The more tractable improvements remain organizational. Swarmia’s data on PR size and merge time is directly actionable: keeping pull requests under 50 lines reduces review time by roughly 3x compared to PRs over 400 lines. This requires no new tooling. It requires discipline about how work is structured before writing starts, which is a different kind of practice entirely.
The Actual Levers
Explicit review SLAs matter more than most teams acknowledge. When there is no shared expectation about when a review should happen, it happens whenever a developer finds a free moment between their assigned work, which compounds the queue utilization problem. Google’s internal research found review latency correlated more strongly with developer satisfaction and throughput than almost any other single factor they measured. Their internal expectation was that reviews should happen within 24 hours, not because that is a special number but because having any explicit expectation forces review to be treated as a first-class task rather than background work.

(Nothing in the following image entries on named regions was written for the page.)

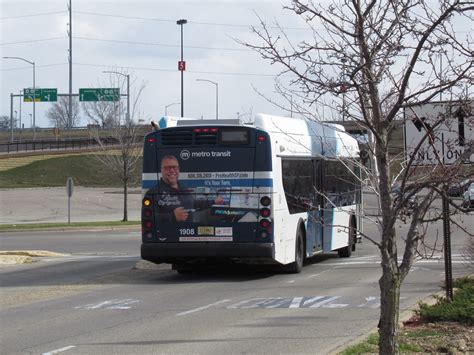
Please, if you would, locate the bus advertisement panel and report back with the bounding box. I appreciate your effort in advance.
[142,128,272,253]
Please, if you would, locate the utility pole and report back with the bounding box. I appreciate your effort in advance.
[67,0,72,129]
[10,93,13,142]
[102,70,130,126]
[176,19,188,117]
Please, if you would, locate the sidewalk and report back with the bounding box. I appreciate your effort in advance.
[0,186,141,224]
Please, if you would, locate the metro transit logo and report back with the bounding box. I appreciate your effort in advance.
[179,149,191,160]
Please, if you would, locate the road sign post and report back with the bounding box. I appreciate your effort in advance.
[66,177,74,224]
[405,101,474,301]
[23,88,58,102]
[79,88,120,102]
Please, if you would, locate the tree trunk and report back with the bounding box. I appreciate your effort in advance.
[122,179,128,222]
[379,267,401,355]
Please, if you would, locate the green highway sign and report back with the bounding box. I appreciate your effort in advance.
[23,88,58,102]
[79,88,120,101]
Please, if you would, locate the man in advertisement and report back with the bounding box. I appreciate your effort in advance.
[150,155,224,223]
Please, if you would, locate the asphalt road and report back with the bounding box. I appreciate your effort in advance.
[0,215,474,354]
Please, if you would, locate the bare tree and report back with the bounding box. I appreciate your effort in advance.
[82,101,120,128]
[243,0,474,354]
[0,115,10,129]
[88,72,145,222]
[46,96,80,128]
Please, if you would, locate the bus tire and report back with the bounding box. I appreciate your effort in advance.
[337,218,355,258]
[287,228,305,274]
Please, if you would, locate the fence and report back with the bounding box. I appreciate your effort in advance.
[0,137,122,154]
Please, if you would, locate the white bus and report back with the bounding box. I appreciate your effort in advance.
[141,114,361,273]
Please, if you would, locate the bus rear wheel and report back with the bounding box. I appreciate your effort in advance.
[337,221,355,258]
[286,229,304,274]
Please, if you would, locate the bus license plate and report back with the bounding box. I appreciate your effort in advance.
[198,226,214,235]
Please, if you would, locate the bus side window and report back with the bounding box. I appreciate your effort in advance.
[282,160,314,214]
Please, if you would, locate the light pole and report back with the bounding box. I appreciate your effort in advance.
[196,79,219,120]
[176,19,188,117]
[20,90,23,132]
[102,70,130,125]
[3,57,36,140]
[165,102,181,116]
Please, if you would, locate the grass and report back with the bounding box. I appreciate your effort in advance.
[415,277,474,325]
[0,221,140,232]
[340,277,474,355]
[0,154,142,188]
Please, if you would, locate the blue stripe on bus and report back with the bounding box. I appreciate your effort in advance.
[142,179,273,189]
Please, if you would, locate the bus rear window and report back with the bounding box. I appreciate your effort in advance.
[219,128,250,144]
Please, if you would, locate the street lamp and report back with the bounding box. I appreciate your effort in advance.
[3,57,36,140]
[165,102,180,116]
[176,19,188,117]
[102,70,130,125]
[196,79,219,120]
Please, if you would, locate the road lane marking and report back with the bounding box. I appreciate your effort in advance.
[290,297,303,308]
[177,299,231,316]
[43,345,76,355]
[309,296,340,308]
[74,298,140,310]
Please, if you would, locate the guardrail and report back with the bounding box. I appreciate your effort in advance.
[0,137,122,154]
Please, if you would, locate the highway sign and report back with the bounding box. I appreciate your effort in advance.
[405,101,474,165]
[79,88,120,101]
[23,88,58,102]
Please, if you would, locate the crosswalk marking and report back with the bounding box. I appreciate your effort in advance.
[74,298,140,310]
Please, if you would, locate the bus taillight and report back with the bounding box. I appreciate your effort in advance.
[260,219,270,229]
[260,208,270,218]
[260,196,272,207]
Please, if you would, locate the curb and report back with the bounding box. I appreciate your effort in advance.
[0,224,141,234]
[329,291,445,355]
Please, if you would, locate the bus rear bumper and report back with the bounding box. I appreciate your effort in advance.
[141,242,275,264]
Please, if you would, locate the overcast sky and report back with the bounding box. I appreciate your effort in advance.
[0,0,311,127]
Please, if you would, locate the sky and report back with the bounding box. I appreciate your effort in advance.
[0,0,311,128]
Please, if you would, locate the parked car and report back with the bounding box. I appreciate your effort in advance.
[462,182,474,209]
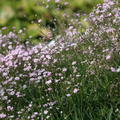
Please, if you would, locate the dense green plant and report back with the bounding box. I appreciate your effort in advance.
[0,0,102,41]
[0,0,120,120]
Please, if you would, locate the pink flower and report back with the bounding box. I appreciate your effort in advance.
[73,88,78,93]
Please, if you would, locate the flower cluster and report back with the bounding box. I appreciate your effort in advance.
[0,0,120,120]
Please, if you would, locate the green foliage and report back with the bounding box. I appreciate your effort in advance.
[0,0,102,40]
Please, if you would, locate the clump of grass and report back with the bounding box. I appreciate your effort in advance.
[0,0,120,120]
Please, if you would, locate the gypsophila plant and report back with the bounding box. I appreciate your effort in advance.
[0,0,120,120]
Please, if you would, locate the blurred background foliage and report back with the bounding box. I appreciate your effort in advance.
[0,0,103,42]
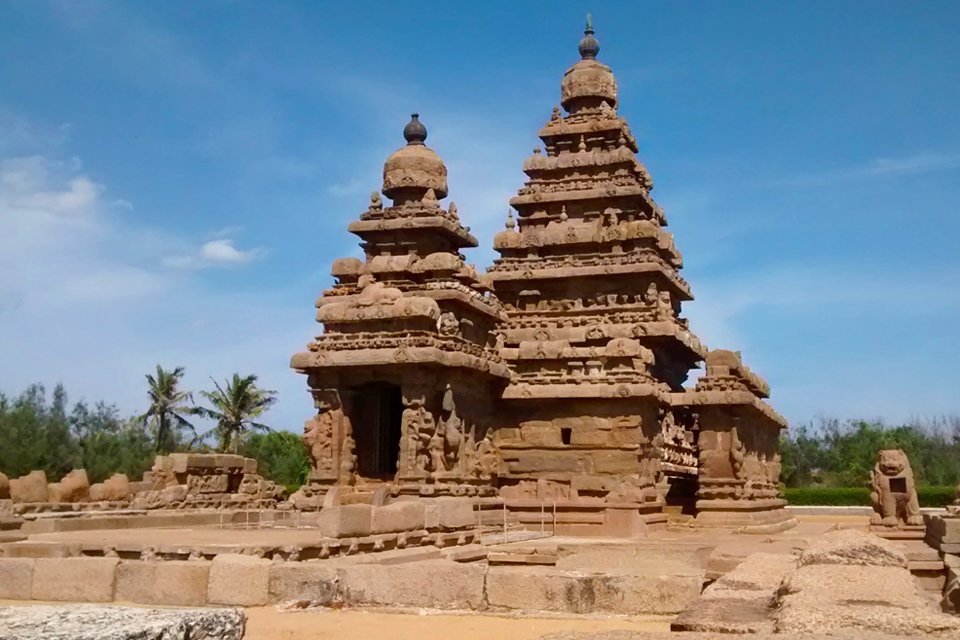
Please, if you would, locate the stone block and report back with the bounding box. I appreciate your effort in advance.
[427,498,477,529]
[90,473,131,502]
[47,469,90,503]
[339,560,485,609]
[590,451,637,474]
[370,501,425,533]
[800,529,907,568]
[317,504,373,538]
[0,604,246,640]
[30,558,120,602]
[0,539,82,558]
[269,561,340,607]
[0,558,34,600]
[114,560,210,606]
[207,553,272,607]
[10,471,47,502]
[486,567,702,615]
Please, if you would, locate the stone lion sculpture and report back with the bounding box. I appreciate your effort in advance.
[870,449,923,527]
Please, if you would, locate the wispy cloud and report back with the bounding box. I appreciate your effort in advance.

Mik Kersten’s measurement of flow efficiency in enterprise software organizations, published in Project to Product (2018), found that below 15% of total lead time was spent on active work. The rest was waiting. DORA’s research shows the same structural pattern across a much larger sample: teams that optimize lead time do so by attacking review latency, deployment friction, and batch size, and teams that optimize for approval gates end up with both longer lead times and higher failure rates because large batches create integration complexity that small batches avoid.
The article’s conclusion holds. Writing code faster gets you to the queue sooner, and it makes the queue visible as the problem it was already. The constraint was almost always downstream of the editor, in the handoffs and approval chains that code passes through after writing finishes. AI coding tools have made that more legible than years of process audits and retrospectives managed to.